En attendant une éventuelle reprise du dialogue institutionnel, Alger a choisi de multiplier les contacts directs avec les principales capitales européennes. Rome, Berlin et Madrid figurent notamment parmi les partenaires avec lesquels l’Algérie cherche à approfondir les relations bilatérales.
Lors de sa récente rencontre avec le Premier ministre espagnol Pedro Sánchez, le président Abdelmadjid Tebboune a appelé Madrid à contribuer à la relance du Conseil d’association, estimant que l’Espagne, en raison de sa position au sein de l’Union européenne, pouvait jouer un rôle en faveur d’un meilleur équilibre dans les relations économiques entre Alger et Bruxelles.
Le commerce au cœur des tensions
Les désaccords commerciaux constituent l’un des principaux points de friction. Le dossier des exportations sidérurgiques en fournit une illustration récente. Lors de l’inauguration de la Foire internationale d’Alger, le président Tebboune avait dénoncé les quotas européens appliqués à certains produits algériens, estimant qu’ils ne correspondaient pas au niveau d’ouverture du marché algérien aux produits européens.
Alger met également en avant le poids considérable de l’Union européenne dans ses échanges extérieurs. Près de
60% du commerce extérieur algérien s’effectue avec les pays de l’UE, tandis qu’environ 85% des importations algériennes proviennent de cet espace.
Pour les autorités algériennes, cette forte dépendance commerciale ne s’est, toutefois, pas traduite par une diversification suffisante des exportations hors hydrocarbures.
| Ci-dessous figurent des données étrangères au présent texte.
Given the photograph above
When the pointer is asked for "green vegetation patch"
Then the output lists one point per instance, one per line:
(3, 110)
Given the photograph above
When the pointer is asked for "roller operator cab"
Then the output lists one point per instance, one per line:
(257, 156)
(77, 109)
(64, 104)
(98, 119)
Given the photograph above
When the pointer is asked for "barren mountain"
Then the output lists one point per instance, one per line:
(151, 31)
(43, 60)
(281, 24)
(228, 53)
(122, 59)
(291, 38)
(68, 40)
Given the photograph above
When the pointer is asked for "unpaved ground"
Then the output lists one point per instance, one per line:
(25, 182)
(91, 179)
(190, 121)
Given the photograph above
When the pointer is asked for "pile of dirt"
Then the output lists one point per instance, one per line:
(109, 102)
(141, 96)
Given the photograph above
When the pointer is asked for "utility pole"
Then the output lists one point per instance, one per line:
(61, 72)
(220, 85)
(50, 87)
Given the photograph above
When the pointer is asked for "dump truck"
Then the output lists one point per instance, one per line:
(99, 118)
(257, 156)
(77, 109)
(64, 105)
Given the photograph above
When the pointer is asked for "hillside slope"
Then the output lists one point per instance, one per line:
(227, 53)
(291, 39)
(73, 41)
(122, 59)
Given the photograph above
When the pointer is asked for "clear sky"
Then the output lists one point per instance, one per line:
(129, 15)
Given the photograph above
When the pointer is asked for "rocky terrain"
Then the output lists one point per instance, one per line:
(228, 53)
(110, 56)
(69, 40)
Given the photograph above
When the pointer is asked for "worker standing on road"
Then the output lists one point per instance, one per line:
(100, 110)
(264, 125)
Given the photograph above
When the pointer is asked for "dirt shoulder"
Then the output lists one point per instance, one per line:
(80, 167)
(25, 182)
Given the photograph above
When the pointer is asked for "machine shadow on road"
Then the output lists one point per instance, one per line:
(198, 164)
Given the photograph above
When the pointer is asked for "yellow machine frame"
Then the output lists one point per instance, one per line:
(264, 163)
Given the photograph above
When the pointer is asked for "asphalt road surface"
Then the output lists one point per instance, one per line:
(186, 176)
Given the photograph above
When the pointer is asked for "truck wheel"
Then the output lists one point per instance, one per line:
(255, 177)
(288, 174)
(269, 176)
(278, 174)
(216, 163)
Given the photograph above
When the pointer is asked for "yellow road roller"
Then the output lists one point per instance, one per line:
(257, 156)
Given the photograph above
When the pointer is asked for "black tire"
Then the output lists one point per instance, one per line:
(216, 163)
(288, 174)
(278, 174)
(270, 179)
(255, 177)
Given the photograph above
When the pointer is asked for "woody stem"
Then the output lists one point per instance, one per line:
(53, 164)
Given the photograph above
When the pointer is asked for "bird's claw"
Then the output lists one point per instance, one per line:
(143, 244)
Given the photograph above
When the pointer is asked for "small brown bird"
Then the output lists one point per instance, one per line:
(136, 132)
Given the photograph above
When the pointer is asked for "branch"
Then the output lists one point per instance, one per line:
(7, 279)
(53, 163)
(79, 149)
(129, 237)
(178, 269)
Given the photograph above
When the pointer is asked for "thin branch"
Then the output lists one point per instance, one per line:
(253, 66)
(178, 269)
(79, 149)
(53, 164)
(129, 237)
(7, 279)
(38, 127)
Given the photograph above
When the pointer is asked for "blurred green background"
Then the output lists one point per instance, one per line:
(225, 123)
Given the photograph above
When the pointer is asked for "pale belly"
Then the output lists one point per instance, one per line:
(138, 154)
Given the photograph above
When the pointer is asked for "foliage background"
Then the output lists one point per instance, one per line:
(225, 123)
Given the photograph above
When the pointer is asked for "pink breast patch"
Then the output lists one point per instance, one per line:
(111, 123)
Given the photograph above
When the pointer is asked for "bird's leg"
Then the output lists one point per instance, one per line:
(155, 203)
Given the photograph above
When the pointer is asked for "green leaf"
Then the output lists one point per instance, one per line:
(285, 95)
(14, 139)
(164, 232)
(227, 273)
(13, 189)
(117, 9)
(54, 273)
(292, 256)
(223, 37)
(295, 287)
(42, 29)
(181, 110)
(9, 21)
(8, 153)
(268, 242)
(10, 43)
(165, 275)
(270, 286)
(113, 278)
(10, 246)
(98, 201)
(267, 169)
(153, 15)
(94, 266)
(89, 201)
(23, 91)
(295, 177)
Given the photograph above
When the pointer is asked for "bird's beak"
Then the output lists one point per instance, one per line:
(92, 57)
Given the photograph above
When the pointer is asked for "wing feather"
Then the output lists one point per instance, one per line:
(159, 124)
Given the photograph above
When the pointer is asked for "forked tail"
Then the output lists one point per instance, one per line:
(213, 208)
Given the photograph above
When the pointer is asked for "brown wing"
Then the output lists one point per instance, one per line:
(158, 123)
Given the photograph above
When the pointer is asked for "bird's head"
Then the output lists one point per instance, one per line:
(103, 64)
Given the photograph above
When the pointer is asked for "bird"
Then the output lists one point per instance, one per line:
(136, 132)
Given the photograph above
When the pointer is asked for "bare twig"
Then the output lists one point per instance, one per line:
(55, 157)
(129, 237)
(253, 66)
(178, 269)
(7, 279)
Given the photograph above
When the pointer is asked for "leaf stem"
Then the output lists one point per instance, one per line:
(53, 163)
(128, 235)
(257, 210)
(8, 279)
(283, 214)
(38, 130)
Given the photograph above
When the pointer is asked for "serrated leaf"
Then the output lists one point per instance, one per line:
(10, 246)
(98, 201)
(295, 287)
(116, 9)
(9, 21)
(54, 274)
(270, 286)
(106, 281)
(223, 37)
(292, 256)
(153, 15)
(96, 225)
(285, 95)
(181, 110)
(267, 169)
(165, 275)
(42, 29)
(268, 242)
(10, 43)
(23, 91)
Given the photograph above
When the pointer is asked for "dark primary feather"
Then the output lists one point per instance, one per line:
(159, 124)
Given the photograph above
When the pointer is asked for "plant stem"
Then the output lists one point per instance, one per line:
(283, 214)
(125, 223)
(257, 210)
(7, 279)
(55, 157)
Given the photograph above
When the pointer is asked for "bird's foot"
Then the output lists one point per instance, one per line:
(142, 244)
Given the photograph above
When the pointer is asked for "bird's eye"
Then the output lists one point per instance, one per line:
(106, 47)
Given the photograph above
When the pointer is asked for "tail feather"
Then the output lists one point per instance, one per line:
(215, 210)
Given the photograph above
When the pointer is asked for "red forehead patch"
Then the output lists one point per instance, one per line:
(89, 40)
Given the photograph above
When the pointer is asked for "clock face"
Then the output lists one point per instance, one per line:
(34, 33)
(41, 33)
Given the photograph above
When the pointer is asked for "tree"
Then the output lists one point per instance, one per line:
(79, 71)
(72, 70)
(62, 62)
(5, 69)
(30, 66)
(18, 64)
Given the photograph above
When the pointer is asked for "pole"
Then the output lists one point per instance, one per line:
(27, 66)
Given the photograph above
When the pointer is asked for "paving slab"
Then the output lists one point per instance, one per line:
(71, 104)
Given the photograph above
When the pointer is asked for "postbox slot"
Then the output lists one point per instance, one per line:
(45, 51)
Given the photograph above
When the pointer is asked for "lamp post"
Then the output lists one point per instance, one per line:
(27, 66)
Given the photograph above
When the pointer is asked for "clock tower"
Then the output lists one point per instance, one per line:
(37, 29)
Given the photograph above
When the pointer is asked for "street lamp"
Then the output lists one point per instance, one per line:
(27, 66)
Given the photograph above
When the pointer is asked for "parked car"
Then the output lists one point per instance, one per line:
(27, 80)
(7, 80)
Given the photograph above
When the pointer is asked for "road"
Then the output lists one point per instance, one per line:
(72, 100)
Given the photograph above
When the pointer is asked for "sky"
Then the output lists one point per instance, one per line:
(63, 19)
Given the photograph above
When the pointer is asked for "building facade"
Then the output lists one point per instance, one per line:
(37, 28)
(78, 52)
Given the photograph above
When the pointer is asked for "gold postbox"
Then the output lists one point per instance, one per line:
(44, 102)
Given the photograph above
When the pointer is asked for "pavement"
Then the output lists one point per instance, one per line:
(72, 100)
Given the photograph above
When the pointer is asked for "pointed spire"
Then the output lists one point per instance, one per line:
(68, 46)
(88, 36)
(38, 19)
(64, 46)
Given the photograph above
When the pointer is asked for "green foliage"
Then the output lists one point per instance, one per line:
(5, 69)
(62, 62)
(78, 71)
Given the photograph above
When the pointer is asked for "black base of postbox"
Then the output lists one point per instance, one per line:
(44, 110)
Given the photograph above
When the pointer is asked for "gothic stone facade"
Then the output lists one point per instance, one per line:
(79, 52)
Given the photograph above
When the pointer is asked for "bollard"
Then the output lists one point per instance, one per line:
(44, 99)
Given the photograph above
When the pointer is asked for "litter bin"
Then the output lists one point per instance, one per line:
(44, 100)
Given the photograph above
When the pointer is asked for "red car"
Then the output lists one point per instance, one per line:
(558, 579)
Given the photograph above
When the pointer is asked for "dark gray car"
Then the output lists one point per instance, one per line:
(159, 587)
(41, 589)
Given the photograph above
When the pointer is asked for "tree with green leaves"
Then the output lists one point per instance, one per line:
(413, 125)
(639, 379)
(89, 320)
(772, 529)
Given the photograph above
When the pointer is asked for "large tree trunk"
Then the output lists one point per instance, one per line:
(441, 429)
L’objectif initial de l’accord d’association, qui devait notamment contribuer à diversifier l’économie nationale, reste donc loin d’être pleinement atteint.
Des projets en attente de concrétisation
Parallèlement aux discussions commerciales, plusieurs pistes de coopération avaient été identifiées pour 2026-2027. Elles concernent notamment les investissements productifs, les énergies renouvelables, les technologies propres, la recherche scientifique et la modernisation industrielle.
Des visites de hauts responsables de la Banque européenne d’investissement étaient également attendues en Algérie pour examiner le financement de nouveaux projets.
La coopération énergétique demeure, elle aussi, un axe stratégique, avec la perspective de développer des projets conjoints dans les énergies renouvelables et les technologies propres.
Mais la concrétisation de ces ambitions reste étroitement liée à la capacité des deux parties à rétablir un cadre institutionnel fonctionnel.
Un partenariat à rééquilibrer
Signé à Valence en avril 2002, l’accord d’association ne couvre pas uniquement les échanges commerciaux. Il englobe également la coopération économique et financière, les investissements ainsi que des volets politique, social et culturel.
Depuis son entrée en vigueur en 2005, les échanges cumulés entre l’Algérie et l’Union européenne ont dépassé les 1.000 milliards de dollars, avec des flux annuels estimés entre 25 et 40 milliards d’euros.
Malgré cette intensité des échanges, Alger estime que les résultats en matière d’exportations hors hydrocarbures restent insuffisants. La révision de l’accord apparaît dès lors comme une priorité pour rééquilibrer les relations économiques et adapter le partenariat aux nouvelles ambitions industrielles de l’Algérie.
À l’approche de la fin de 2026, l’enjeu est désormais de savoir si les annonces de coopération pourront se traduire en projets concrets. Pour Alger, la relance du Conseil d’association constitue le passage obligé pour donner un nouvel élan au partenariat avec Bruxelles.